Well, here goes.. 6# of honey for $22.00, I better not screw up. The church ladies want in on this from beginning to end... they are just facinated at the wine making process... They think I should supply the church wine for communion.... Well.... with my expertise I would be quite nervous about that... would probably be watching for the parishiners to start dropping after service....


----------



## RkyMtnWine (Nov 15, 2008)

getting ahead of myself here.... Have to settle on a recipe... one from finevinewines looks good to me... basic recipe.. question on that though.. I have acid blend... in the recipe they are two different ingredients (3 tsp malic and 1 1/2 tsp tataric) ... Hmmm and the yeast... sauternes or D-47? Also, doubling the recipe... I only have 6# honey... recipe would require 6 1/2 #. And when doubling a one gallon recipe... everything but the yeast.. right?


----------



## vcasey (Nov 15, 2008)

You can use acid blend in place of the others. I don't add any to mine until later if at all so you may want to hold off and the same with the tannin. D-47 is a very popular yeast for meads. Also if you are making a traditional mead (with no fruit additions) you can skip the campden tablets and add the yeast after everything is mixed. Until you dilute honey its rather hard for anything to grow. But if you choose to add the tablets it will not hurt anything and if it makes you feel more comfortable add them just remember to wait a day to add the yeast. Yeast nutrients are a must for this type of mead because the yeast will not get much in the honey. Also when you add the honey, add it slowly, mix well and take the SG to keep the alcohol level at what ever you choose. I would add 4 lbs. and then take the SG and go from there. And last if you run out of that honey you can always add more of another kind to finish it off. 
Have fun I'm trying to kick everyone out of the kitchen to start my blueberry and blackberry meads.
VPC


----------



## RkyMtnWine (Nov 15, 2008)

At least I am not the only one that has to battle a little for kitchen time. Thanks for the info.... certainly helps. Would you double everything from the 1 gallon recipe... except the yeast? To start with I will be diluting it a little to heat it up to get the nasties out of it. think i will use the campden tabs. and wait 24 hours for the yeast. Good luck on your blue and black meads..


----------



## gaudet (Nov 15, 2008)

1 pack of yeast should do the trick. Its good for up to 6 gallons. And your logic is correct, double the recipe. A lot of recipes I have read call for no acid blend whatsoever. I have seen a few that call for it. I am in the process of my 3rd batch of mead (1 gallon) and have not added any acid blend as of yet. You can probably add a little acid blend to taste after fermentation is done right before bottling and be alright.


----------



## RkyMtnWine (Nov 15, 2008)

OK... thanks much...will hold off on the acid blend for now.This will be interesting. Wife asked what the honey was for... next question "well, how much did you spend on that"? Hmmm.. I sidestepped that question.


----------



## gaudet (Nov 15, 2008)

RkyMtnWine said:


> OK... thanks much...will hold off on the acid blend for now.This will be interesting. Wife asked what the honey was for... next question "well, how much did you spend on that"? Hmmm.. I sidestepped that question.

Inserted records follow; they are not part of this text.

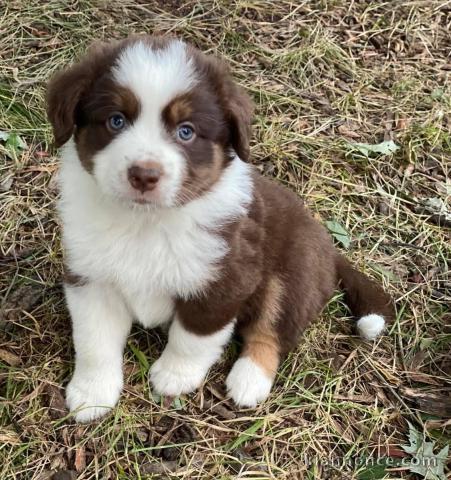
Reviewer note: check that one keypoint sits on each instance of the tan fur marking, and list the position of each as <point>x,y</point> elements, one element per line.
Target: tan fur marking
<point>261,338</point>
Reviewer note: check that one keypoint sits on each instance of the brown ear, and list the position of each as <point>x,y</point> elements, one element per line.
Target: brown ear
<point>236,104</point>
<point>63,95</point>
<point>239,108</point>
<point>66,89</point>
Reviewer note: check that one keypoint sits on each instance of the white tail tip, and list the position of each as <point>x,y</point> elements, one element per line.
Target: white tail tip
<point>370,326</point>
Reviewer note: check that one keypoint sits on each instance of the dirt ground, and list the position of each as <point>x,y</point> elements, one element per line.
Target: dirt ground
<point>325,77</point>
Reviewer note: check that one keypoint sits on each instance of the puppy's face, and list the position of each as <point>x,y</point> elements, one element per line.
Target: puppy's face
<point>153,120</point>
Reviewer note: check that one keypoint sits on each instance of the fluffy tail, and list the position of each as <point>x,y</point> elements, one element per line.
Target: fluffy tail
<point>367,300</point>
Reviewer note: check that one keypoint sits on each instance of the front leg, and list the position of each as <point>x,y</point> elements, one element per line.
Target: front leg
<point>187,358</point>
<point>101,323</point>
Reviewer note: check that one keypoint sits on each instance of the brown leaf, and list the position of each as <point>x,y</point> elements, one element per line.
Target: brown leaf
<point>10,358</point>
<point>80,459</point>
<point>158,467</point>
<point>219,409</point>
<point>55,401</point>
<point>428,402</point>
<point>65,475</point>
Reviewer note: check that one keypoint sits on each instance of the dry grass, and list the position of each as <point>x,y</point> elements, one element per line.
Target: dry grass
<point>322,74</point>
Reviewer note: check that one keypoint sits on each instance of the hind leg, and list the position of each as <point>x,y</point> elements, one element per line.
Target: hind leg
<point>251,378</point>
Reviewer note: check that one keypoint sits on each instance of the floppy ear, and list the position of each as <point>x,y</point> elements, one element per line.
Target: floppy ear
<point>63,95</point>
<point>236,104</point>
<point>66,88</point>
<point>239,108</point>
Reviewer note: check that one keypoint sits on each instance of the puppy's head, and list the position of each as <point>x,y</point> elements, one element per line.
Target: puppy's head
<point>153,120</point>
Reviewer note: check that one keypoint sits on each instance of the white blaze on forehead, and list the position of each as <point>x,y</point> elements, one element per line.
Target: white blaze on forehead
<point>155,76</point>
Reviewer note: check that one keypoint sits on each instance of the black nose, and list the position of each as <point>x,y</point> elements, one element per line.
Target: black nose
<point>142,178</point>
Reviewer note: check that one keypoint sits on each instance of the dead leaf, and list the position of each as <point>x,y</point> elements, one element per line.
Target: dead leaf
<point>161,467</point>
<point>55,402</point>
<point>10,438</point>
<point>80,459</point>
<point>428,402</point>
<point>10,358</point>
<point>65,475</point>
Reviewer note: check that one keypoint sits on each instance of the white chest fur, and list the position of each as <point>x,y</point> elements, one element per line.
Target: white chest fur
<point>151,256</point>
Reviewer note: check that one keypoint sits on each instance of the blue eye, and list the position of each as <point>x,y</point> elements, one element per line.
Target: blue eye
<point>185,132</point>
<point>116,122</point>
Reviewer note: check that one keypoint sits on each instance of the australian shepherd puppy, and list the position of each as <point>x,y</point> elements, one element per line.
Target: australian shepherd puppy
<point>165,222</point>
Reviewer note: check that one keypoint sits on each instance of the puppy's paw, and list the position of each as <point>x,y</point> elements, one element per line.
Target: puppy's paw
<point>173,375</point>
<point>92,396</point>
<point>247,383</point>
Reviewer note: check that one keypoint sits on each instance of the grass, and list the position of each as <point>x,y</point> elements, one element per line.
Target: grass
<point>323,75</point>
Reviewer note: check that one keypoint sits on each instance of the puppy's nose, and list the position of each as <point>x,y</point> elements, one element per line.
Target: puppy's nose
<point>144,177</point>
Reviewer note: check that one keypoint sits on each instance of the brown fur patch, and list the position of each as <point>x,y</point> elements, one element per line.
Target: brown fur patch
<point>92,133</point>
<point>179,110</point>
<point>261,342</point>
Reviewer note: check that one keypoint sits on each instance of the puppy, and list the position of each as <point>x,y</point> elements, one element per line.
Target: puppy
<point>165,222</point>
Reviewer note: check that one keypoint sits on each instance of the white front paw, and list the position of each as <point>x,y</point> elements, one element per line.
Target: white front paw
<point>173,375</point>
<point>247,383</point>
<point>91,396</point>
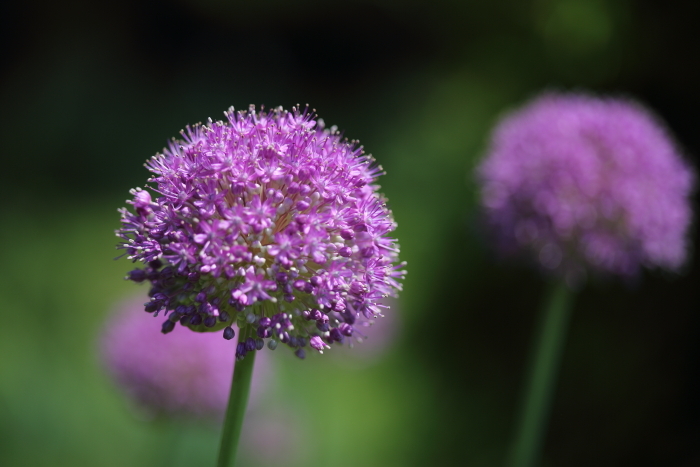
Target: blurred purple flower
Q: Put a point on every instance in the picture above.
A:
(270, 221)
(184, 375)
(587, 183)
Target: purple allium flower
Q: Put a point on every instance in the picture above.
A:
(587, 183)
(183, 375)
(270, 221)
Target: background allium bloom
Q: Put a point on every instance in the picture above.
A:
(587, 183)
(269, 220)
(183, 375)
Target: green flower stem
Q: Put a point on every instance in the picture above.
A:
(235, 411)
(544, 366)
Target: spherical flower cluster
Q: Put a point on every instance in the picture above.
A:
(270, 221)
(184, 375)
(587, 183)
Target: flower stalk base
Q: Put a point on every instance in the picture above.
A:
(544, 367)
(235, 411)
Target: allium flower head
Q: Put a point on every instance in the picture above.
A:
(587, 183)
(268, 220)
(184, 375)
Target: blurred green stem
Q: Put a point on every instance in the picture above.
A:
(544, 366)
(235, 411)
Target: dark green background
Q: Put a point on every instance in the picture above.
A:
(89, 92)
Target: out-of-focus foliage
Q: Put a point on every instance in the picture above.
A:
(90, 91)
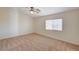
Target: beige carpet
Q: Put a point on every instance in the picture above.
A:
(35, 42)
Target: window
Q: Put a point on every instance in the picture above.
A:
(54, 24)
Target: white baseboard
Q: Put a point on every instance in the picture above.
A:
(72, 42)
(10, 36)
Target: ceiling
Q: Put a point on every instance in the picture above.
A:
(47, 10)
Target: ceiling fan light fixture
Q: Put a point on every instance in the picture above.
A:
(33, 10)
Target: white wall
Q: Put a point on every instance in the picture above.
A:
(70, 26)
(13, 23)
(25, 24)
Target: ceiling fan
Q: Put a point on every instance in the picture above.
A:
(33, 10)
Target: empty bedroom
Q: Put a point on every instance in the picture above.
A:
(39, 29)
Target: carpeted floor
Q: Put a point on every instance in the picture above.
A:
(35, 42)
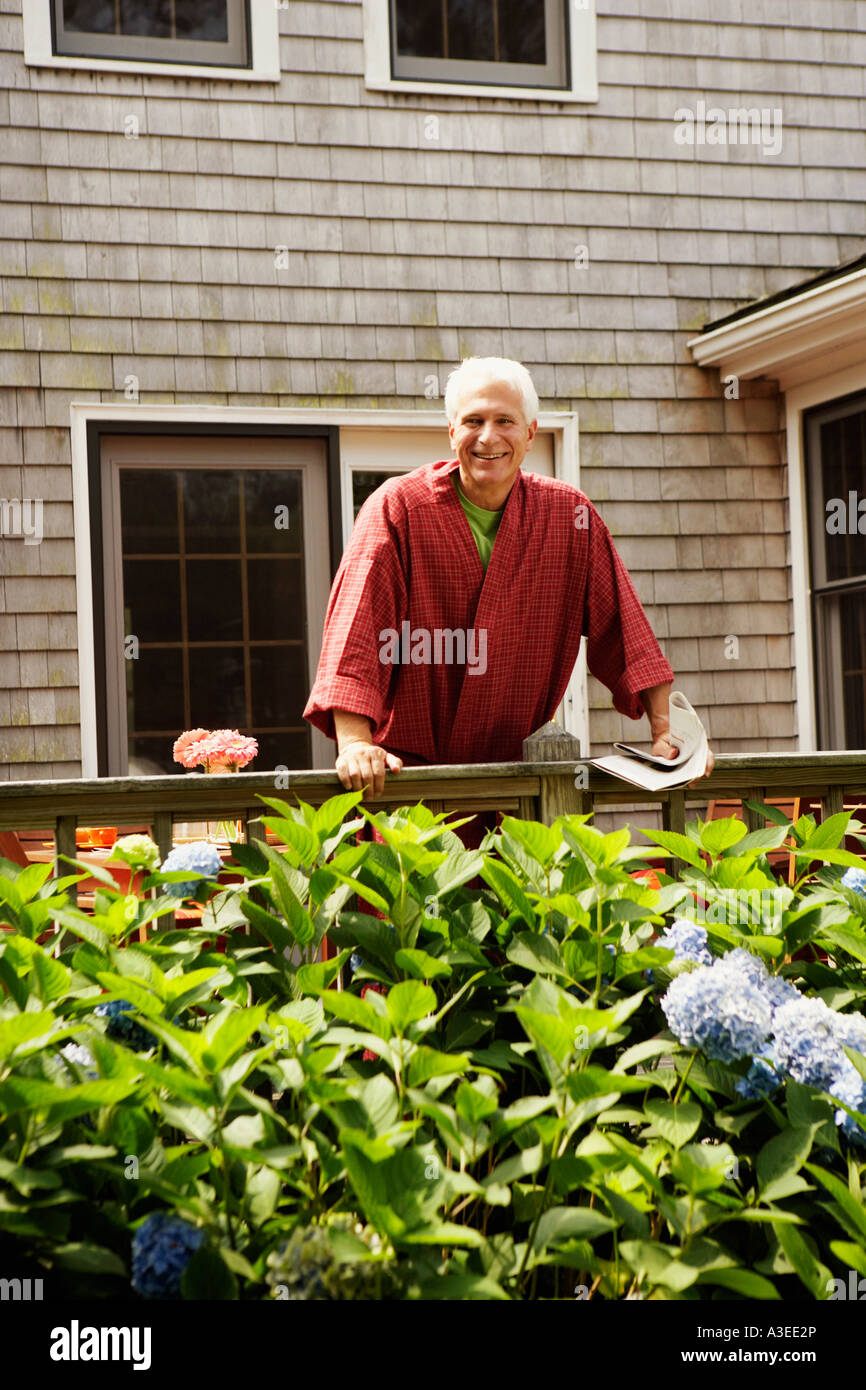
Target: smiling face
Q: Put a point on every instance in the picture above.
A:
(491, 438)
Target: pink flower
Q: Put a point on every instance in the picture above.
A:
(186, 747)
(216, 751)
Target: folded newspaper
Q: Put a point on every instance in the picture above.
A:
(656, 773)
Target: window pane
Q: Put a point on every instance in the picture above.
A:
(280, 684)
(205, 20)
(364, 484)
(149, 512)
(521, 32)
(152, 20)
(275, 599)
(420, 32)
(470, 29)
(154, 691)
(216, 687)
(843, 452)
(273, 512)
(211, 512)
(89, 15)
(282, 751)
(214, 601)
(152, 591)
(854, 667)
(202, 20)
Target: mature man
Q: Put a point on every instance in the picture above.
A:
(458, 609)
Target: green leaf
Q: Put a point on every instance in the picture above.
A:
(89, 1260)
(407, 1002)
(780, 1158)
(742, 1282)
(811, 1272)
(537, 952)
(676, 1122)
(570, 1223)
(852, 1208)
(207, 1276)
(420, 965)
(348, 1007)
(427, 1062)
(717, 836)
(506, 886)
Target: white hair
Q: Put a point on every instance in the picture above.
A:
(476, 373)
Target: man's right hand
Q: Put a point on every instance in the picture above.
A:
(363, 765)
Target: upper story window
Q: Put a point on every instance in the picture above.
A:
(480, 41)
(544, 49)
(163, 31)
(230, 39)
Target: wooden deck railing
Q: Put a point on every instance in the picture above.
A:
(538, 788)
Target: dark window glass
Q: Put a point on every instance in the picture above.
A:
(206, 20)
(152, 592)
(280, 687)
(154, 690)
(521, 32)
(216, 687)
(149, 512)
(470, 29)
(275, 599)
(420, 29)
(243, 585)
(273, 512)
(480, 31)
(854, 667)
(214, 598)
(364, 484)
(843, 444)
(211, 517)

Good move on the sidestep. I am also doing a 6 gallon batch of Orange blossom mead. It took 15 pounds of honey so far. I probably need another 3-4 pounds for the back sweetening. I pay about $7.50 for 3 pounds.


----------



## RkyMtnWine (Nov 15, 2008)

I am sure if I did more shopping around I could have gotten a better price on the honey... Not in this town though... so, I guess I am helping the local economy during these hard times.


----------



## vcasey (Nov 15, 2008)

Yes doubling everything is correct. When making larger batches (3 + gallons) a lot of mead makers will also double the yeast because mead can be hard to start. I figure an extra $1 or so for the extra yeast is minor and I don't make larger batches often. Finally got the blackberries steam juicing, then the blueberries are next. By the way I usually make 1 1/2 gallon batches. I use the extra 1/2 gal. to top off and add 50/50 honey and water to top off the half gallon jugs. Once the gallon jugs are finished I'll combine the two 1/2 gal. ones together for a blend. I'm making 2 wines today also (had to clean out the freezer to make room for some $.78 a pound turkey).
And yes sidestepping the cost of honey is a good move!


----------



## RkyMtnWine (Nov 15, 2008)

thanks V. Had to order yeast from george today along with some other goodies so my mead making is on hold until my order arrives.. Thats OK, think I will rack some of the other wines even if they dont need it, something to do.


----------



## Wade E (Nov 15, 2008)

Do you have both nutrient and energizer? I would do the dble yeast on this and use both nutrient and energizer. Put all the energizer in and 1/3 the nutrient now, another 1/3 at about an sg of 1.055 and then the last bit at a sg of about 1.030 and that will help it not get stuck along with a good stirring to get 02 in the mix.


----------



## RkyMtnWine (Nov 15, 2008)

have both the nutrient and energizer. You think I should add two packets of yeast on my twogallon batchafter it sits for 24 hours? Will do on the nutrient. Thinking I am going to make up a yeast starter before putting it in... been having lots of problems with my yeast not kicking off. Remember Waldo had same problem with one of his wines. My biggest problem was my 3 gallon peach.. was ready to toss it out after 3 tries but decided to give it one more bump of yeast and it finally kicked. Thats looking good in the secondary now.


----------



## Wade E (Nov 15, 2008)

Forgot this is a 2 gallon batch so 1 packet will be fine. Doing a yeast starter is always a better idea or at least re hydrating it in hot water as per the instructions.


----------



## gaudet (Nov 15, 2008)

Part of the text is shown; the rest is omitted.